Nations have each developed individual responses to the ongoing COVID-19 pandemic. One common thread running through many of their efforts is the accumulation of national debt to fund relief programs. This comes at a point where the global debt load is already at record highs.
Finance expert Darren Herft shared his views on global debt with us and how countries should address the issue.
Herft studied business and accounting at Griffith University and has developed keen insights into finance through his long and varied business career. Herft has a particular focus on the ways that early-stage investment can propagate. He also believes that innovation could be the solution to the ongoing issue of global debt.
The current strategy of continually increasing the debt load is working, for now, due to historically low interest rates.
Herft says that, “We’re living in a world of very low interest rates, but that if rates were to rise again, the cost of servicing debt will increase.”
“This puts a lot of pressure on people individually, but also puts pressure on property markets and share markets.”
Carrying a substantial debt as a nation, business, or individual, is only viable with our current low interest rates. A sharp rise in interest rates could quickly lead to unmanageable payments. Herft says that, instead of incurring continual deficits, countries should encourage the innovation that drives businesses forward. Innovation can produce the increased revenue that countries need, without the risks inherent to large debt loads.
Herft also told us that, “Innovation provides one major solution for countries around the world on how they can reduce their debt.”
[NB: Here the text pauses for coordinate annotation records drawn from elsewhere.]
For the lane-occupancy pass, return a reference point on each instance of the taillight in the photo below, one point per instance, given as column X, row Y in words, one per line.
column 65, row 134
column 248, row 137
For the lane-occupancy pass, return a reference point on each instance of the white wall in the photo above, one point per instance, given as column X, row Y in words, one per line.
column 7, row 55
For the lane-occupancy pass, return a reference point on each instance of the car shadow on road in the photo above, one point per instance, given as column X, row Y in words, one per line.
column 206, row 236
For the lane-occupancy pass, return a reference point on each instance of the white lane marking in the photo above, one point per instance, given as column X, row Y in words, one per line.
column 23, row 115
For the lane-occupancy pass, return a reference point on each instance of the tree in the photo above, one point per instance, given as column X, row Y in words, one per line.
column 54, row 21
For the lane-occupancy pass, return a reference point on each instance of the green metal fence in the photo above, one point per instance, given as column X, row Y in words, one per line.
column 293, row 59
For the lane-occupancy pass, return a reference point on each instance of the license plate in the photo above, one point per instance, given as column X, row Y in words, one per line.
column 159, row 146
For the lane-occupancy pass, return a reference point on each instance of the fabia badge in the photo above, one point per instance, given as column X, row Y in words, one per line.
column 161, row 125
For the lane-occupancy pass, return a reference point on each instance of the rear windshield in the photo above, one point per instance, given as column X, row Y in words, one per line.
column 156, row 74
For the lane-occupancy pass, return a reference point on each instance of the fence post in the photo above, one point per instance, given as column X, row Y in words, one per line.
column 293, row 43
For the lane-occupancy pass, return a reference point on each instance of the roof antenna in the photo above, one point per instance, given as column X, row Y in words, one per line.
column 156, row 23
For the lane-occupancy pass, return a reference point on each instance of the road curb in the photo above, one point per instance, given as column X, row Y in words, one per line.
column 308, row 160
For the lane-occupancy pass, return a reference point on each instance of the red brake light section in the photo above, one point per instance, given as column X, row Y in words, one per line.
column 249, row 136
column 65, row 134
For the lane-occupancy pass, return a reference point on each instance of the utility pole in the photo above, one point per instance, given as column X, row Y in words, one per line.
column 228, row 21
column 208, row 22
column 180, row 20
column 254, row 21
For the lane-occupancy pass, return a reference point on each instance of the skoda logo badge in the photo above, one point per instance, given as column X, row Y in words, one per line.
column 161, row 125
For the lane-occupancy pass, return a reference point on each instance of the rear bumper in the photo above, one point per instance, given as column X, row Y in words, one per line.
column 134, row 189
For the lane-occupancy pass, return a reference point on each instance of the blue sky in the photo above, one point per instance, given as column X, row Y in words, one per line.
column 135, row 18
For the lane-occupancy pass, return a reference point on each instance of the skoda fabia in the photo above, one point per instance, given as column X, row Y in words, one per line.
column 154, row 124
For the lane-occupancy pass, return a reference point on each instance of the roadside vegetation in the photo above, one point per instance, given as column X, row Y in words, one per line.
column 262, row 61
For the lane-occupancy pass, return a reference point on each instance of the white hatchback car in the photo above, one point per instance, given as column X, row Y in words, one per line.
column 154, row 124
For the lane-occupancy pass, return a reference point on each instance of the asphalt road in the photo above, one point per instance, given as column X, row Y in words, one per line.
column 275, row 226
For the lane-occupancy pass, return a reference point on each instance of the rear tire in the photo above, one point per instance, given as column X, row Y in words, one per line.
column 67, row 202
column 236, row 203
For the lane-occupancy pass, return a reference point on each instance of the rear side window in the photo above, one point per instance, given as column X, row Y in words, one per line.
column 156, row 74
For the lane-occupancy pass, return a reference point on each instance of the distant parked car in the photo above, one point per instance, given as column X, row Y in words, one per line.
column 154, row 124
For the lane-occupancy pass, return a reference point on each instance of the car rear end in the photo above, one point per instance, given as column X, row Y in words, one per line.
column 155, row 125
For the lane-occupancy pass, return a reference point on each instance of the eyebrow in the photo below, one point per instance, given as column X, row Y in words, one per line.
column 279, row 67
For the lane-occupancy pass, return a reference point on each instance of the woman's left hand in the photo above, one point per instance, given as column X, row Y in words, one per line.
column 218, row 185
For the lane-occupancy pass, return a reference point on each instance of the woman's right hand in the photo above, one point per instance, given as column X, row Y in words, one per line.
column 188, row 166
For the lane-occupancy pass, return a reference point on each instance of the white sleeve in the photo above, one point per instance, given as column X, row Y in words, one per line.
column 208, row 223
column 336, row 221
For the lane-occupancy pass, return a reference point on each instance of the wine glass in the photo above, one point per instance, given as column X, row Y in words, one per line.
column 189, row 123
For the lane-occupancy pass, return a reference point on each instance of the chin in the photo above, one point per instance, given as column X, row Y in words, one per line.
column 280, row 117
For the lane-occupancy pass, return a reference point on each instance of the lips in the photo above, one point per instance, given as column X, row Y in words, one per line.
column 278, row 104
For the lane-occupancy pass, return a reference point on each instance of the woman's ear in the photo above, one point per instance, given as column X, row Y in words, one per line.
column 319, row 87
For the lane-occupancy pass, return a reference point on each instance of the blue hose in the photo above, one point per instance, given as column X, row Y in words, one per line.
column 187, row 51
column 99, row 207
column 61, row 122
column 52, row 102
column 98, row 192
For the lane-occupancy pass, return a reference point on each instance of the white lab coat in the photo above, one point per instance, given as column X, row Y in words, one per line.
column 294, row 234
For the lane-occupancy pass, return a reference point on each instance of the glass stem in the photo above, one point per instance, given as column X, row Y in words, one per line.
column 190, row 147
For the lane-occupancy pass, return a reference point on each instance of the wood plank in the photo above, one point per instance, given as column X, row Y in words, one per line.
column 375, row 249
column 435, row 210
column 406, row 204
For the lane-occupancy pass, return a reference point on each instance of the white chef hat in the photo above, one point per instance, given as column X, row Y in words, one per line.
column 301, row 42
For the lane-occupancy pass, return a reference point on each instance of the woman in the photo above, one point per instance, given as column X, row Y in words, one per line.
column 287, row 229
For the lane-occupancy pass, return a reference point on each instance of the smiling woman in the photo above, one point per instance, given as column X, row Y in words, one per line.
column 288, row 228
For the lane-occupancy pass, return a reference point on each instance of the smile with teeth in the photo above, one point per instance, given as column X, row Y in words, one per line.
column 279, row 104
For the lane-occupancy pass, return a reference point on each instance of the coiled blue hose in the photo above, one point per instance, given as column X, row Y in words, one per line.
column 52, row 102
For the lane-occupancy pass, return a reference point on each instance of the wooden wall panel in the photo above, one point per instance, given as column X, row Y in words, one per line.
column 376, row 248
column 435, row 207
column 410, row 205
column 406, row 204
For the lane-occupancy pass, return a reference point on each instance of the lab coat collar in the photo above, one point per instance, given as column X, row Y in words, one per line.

Any bold new startup venture founded today starts out with a value of precisely zero. As the company develops, they build up real value that they bring into the economy. These companies create new jobs and generate taxable revenue. This, in turn, leads to increased payroll and corporate taxes for the government. It’s essential to see the effect of increased innovation at the national level.
Of course, not every new venture will succeed. Still, those that do will be continually adding value, creating new technologies and innovations that will have long standing effects on the economy.
One real-life example of how government support for innovation can drive economic success is Canada’s Industrial and Technological Benefits Policy. The program was launched in 2014, with the goal of creating new jobs, driving innovation, and fostering economic growth. The policy includes investments in small and medium-sized enterprises and supporting research and development at Canadian post-secondary and research institutions.
As of 2020, the ITB Policy contributes an estimated 46,000 total jobs to the Canadian economy, making up 5 billion dollars of their annual GDP. The projects supported by this policy cover a wide variety of industries, including aerospace, information technology, and marine technology. The project currently supports over 400 small and medium-sized businesses.
The success of this program demonstrates very clearly Herft’s assertion that supporting innovation can provide opportunities for new businesses to expand and succeed, creating more jobs and more revenue. New technologies continue to open up new avenues to success for businesses.
Herft says that innovation is adding new sources of value revenue profitability. The single most remarkable example of this today is the information technology sector. This industry did not exist at all mere decades ago, and today accounts for six percent of the United States’ GDP. It’s also the fastest growing industry, increasing over eight percent between 2018 and 2019.
If something as game-changing as the internet can arise and dominate the landscape so quickly, who knows what else innovative ventures could bring us? Herft believes that stimulating this kind of innovation, both in creating new industries and improving the old, can leave countries better situated to handle the unknown future.
The low interest rates that have enabled countries to stockpile debt could also be part of the solution. Low interest rates favor aggressive borrowing. This might not be an attractive long-term solution for nations to fund their programs, but it is an excellent way for startup ventures to fund their endeavors.
New businesses can take out substantial loans with very low servicing costs at current interest levels. When these companies succeed, they produce increased revenues and create new jobs, driving the economy, and paying taxes. There is a net gain for all parties involved, with the businesses creating real value. Herft says that the opposing strategy of countries borrowing to fund personal subsidies instead simply increases the overall debt load.
The innovation that drives industry does more than just increase government revenues and GDP. Exciting new ventures and research improve the quality of life across every domain. Innovations in medicine have increased life expectancy drastically. Innovations in technology have reduced the price of electronics to the point that a private citizen can own a computer, an unthinkable feat 50 years ago. These benefits were achieved by the constant drive of innovation.
It’s important to remember that current global debt levels could quickly escalate into a crisis. Herft explains that any increase in interest rates “puts enormous pressure on countries with their net debt.” The time to encourage innovation is now, as the low interest rates favor innovation as well. Once interest rates start to climb, and the crisis becomes apparent, investing in innovation will only become more difficult.
Herft’s message on innovation isn’t a dire warning but rather a hope that countries could one day soon adopt more responsible economic policies. He is focused on exploring solutions through innovation and reducing national debt through innovative industries. A commitment to driving innovation could be the key to building a better world during our present opportunity.
With countries around the globe reevaluating their economic outlooks during the pandemic, hopefully, some will arrive at the same conclusion that Darren Herft has.